I'm not worried about tick-borne diseases in this context (completely agreed with your point there), but rather all the other things that doxycycline and similar drugs are used against.

https://en.wikipedia.org/wiki/Tetracycline_antibiotics

Well I think the point is that using it for tick bites isn't going to materially increase rates of prescription / usage.
This would be of particular concern if Borrelia bergdorferi were spread from humans into the natural host pool.
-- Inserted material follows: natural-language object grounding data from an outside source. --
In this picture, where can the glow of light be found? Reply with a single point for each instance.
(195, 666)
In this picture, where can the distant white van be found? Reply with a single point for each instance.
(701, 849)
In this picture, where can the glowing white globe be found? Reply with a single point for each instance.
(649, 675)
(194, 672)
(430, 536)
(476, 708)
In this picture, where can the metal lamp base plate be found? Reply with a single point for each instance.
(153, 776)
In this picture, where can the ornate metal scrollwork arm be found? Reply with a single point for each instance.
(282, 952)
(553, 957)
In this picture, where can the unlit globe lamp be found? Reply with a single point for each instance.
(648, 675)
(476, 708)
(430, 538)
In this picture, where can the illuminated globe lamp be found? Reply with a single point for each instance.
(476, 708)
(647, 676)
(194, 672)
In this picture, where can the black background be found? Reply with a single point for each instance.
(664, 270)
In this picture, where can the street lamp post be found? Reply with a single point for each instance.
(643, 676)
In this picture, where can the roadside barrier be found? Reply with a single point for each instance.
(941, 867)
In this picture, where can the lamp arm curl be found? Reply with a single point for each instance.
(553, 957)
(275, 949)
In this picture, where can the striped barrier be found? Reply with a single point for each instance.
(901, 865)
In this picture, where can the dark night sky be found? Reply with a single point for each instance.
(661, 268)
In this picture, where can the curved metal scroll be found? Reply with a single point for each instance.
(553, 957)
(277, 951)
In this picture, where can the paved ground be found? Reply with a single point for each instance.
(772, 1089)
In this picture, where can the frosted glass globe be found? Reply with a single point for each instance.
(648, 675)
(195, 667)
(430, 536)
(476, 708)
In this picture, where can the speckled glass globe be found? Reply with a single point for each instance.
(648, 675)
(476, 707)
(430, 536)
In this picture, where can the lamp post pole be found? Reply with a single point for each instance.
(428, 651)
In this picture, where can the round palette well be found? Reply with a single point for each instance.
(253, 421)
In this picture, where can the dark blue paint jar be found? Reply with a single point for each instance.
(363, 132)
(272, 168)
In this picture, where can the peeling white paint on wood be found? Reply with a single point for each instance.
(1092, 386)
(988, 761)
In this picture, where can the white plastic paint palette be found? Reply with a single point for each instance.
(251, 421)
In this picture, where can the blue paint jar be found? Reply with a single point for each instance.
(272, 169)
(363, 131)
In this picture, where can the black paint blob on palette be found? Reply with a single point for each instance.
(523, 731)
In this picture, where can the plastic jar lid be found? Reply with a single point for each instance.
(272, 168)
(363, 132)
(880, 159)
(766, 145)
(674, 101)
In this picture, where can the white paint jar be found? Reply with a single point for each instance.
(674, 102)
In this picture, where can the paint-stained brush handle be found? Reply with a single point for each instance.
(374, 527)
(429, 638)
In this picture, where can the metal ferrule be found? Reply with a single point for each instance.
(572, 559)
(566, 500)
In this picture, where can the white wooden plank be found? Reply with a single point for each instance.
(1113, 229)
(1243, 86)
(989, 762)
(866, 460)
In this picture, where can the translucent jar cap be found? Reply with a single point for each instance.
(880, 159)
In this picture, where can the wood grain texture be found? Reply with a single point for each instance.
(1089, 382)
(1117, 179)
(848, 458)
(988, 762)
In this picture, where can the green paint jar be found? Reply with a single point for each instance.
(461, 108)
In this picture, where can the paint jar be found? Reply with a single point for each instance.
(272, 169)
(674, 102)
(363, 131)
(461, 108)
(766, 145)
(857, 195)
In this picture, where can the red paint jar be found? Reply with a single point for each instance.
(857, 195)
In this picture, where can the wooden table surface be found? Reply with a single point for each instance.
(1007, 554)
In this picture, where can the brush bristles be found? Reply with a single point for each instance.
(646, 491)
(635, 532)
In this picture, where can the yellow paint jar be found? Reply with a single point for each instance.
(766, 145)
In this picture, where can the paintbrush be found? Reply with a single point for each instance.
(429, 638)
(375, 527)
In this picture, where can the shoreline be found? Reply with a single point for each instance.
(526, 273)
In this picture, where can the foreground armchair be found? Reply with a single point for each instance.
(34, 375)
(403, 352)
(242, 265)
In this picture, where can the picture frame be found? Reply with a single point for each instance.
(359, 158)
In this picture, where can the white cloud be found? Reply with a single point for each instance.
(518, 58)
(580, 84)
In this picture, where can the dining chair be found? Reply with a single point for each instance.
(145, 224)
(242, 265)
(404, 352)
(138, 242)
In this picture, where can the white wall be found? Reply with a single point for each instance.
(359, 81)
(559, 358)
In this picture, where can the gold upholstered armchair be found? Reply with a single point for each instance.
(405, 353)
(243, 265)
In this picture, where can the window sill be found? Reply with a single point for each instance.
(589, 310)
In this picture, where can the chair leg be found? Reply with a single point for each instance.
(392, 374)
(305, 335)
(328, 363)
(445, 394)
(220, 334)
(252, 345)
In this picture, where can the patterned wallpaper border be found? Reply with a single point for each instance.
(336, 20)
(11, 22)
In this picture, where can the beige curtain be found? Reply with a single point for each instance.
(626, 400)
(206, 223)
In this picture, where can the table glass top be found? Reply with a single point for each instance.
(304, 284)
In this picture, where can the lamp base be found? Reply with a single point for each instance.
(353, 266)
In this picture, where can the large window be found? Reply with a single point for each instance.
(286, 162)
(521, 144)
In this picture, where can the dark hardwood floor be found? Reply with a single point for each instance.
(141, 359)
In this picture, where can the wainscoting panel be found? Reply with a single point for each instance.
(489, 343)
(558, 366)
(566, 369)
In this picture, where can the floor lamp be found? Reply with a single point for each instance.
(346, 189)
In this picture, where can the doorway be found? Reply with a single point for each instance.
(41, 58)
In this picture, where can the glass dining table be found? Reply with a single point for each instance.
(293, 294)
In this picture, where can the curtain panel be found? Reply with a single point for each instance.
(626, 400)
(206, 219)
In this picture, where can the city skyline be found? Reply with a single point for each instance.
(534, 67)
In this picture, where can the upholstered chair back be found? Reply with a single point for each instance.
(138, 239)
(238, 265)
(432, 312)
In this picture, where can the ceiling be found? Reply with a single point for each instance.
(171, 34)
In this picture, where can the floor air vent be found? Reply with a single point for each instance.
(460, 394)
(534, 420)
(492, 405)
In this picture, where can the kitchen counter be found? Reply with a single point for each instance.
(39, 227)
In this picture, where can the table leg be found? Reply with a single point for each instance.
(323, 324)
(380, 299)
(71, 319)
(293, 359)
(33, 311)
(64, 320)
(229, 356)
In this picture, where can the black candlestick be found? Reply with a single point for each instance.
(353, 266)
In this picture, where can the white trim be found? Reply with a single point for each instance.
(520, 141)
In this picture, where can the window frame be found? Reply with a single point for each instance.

Without that, the selection pressure for a doxycycline-resistant variant of B. bugdorferi is low to non-existent.
"may be used to reduce the risk of acquiring Lyme disease after the bite of a high risk tick bite."

This seems slightly different than outright 'preventing' as the title currently says.

interesting that it is for >= 36 hours. i always heard 24, so i'm grateful for the extra half day of buffer.

though i also no longer live in the northeast, i hear it's a wicked bad year for ticks.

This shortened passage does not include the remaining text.